Create the folder to export the models and config files.
if not os.path.isdir(os.path.join(BASE_DIR, 'poc_ensemble')):
os.makedirs(os.path.join(BASE_DIR, 'poc_ensemble'))
Create a request schema that we are going to use when sending a request to Triton Inference Server (TIS).
request_schema = Schema(
[
ColumnSchema("user_id_raw", dtype=np.int32),
]
)
# define the path where all the models and config files exported to
export_path = os.path.join(BASE_DIR, 'poc_ensemble')
ensemble = Ensemble(ordering, request_schema)
ens_config, node_configs = ensemble.export(export_path)
# return the output column name
outputs = ensemble.graph.output_schema.column_names
print(outputs)
['ordered_ids']
Let’s check our export_path structure
sd.seedir(export_path, style='lines', itemlimit=10, depthlimit=5, exclude_folders=['.ipynb_checkpoints', '__pycache__'], sort=True)
poc_ensemble/
├─0_queryfeast/
│ ├─1/
│ │ └─model.py
│ └─config.pbtxt
├─1_predicttensorflow/
│ ├─1/
│ │ └─model.savedmodel/
│ │ ├─assets/
│ │ ├─keras_metadata.pb
│ │ ├─saved_model.pb
│ │ └─variables/
│ │ ├─variables.data-00000-of-00001
│ │ └─variables.index
│ └─config.pbtxt
├─2_queryfaiss/
│ ├─1/
│ │ ├─index.faiss/
│ │ │ └─index.faiss
│ │ └─model.py
│ └─config.pbtxt
├─3_queryfeast/
│ ├─1/
│ │ └─model.py
│ └─config.pbtxt
├─4_unrollfeatures/
│ ├─1/
│ │ └─model.py
│ └─config.pbtxt
├─5_predicttensorflow/
│ ├─1/
│ │ └─model.savedmodel/
│ │ ├─assets/
│ │ ├─keras_metadata.pb
│ │ ├─saved_model.pb
│ │ └─variables/
│ │ ├─variables.data-00000-of-00001
│ │ └─variables.index
│ └─config.pbtxt
├─6_softmaxsampling/
│ ├─1/
│ │ └─model.py
│ └─config.pbtxt
└─executor_model/
├─1/
└─config.pbtxt
Starting Triton Server#
It is time to deploy all the models as an ensemble model to Triton Inference Serve TIS. After we export the ensemble, we are ready to start the TIS. You can start triton server by using the following command on your terminal:
tritonserver --model-repository=/ensemble_export_path/ --backend-config=tensorflow,version=2
For the --model-repository
argument, specify the same path as the export_path
that you specified previously in the ensemble.export
method. This command will launch the server and load all the models to the server. Once all the models are loaded successfully, you should see READY
status printed out in the terminal for each loaded model.

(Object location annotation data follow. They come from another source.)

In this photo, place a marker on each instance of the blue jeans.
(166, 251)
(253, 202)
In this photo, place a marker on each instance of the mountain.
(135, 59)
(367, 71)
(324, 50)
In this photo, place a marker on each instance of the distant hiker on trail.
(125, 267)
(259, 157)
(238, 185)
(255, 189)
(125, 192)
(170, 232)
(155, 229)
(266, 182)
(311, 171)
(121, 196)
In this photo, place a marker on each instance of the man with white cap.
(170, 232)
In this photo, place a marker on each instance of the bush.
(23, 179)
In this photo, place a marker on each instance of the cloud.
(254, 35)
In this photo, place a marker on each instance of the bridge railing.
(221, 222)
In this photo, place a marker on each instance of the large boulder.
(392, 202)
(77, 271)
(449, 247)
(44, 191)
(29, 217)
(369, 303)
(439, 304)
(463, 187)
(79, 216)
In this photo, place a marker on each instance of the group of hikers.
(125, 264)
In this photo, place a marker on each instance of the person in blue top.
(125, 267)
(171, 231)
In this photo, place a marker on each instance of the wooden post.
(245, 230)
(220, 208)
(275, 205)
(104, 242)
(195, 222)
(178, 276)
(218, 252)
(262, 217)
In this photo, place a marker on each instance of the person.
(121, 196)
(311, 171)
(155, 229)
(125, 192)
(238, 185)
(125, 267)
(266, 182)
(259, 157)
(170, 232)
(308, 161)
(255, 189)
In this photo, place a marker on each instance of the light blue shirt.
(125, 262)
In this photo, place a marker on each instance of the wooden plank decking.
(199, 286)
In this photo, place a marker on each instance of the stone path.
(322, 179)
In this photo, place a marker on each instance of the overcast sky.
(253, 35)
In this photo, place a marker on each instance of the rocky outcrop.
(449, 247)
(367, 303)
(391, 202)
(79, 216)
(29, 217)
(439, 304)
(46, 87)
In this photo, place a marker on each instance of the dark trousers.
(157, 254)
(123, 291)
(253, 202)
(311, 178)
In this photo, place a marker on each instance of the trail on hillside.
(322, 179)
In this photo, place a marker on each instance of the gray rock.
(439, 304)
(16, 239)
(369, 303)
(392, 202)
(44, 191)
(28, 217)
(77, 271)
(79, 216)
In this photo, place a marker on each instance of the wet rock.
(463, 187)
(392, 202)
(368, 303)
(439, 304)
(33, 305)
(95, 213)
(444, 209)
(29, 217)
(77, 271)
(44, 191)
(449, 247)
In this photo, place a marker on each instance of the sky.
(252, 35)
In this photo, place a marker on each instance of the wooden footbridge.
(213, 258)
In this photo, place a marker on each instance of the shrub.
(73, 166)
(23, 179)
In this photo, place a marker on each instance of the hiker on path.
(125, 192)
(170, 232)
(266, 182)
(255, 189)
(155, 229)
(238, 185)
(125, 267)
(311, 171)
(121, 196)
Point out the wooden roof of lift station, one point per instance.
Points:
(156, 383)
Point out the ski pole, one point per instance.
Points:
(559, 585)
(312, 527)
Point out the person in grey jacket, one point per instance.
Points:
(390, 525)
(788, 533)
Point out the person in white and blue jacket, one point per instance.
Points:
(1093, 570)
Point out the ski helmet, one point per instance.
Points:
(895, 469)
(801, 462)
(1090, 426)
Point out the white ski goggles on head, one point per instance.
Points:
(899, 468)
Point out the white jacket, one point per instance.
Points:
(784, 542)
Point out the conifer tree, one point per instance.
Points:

Retrieving Recommendations from Triton#
Once our models are successfully loaded to the TIS, we can now easily send a request to TIS and get a response for our query with send_triton_request
utility function.
Let’s send a request to TIS for a given user_id_raw
value.
# read in data for request
from merlin.core.dispatch import make_df
# create a request to be sent to TIS
request = make_df({"user_id_raw": [7]})
request["user_id_raw"] = request["user_id_raw"].astype(np.int32)
print(request)
user_id_raw
0 7
Let’s return raw item ids from TIS as top-k recommended items per given request.
response = send_triton_request(request_schema, request, outputs)
response
{'ordered_ids': array([[117],
[415],
[228],
[985],
[ 76],
[410],
[193],
[120],
[ 87],
[139]], dtype=int32)}
That’s it! You finished deploying a multi-stage Recommender Systems on Triton Inference Server using Merlin framework.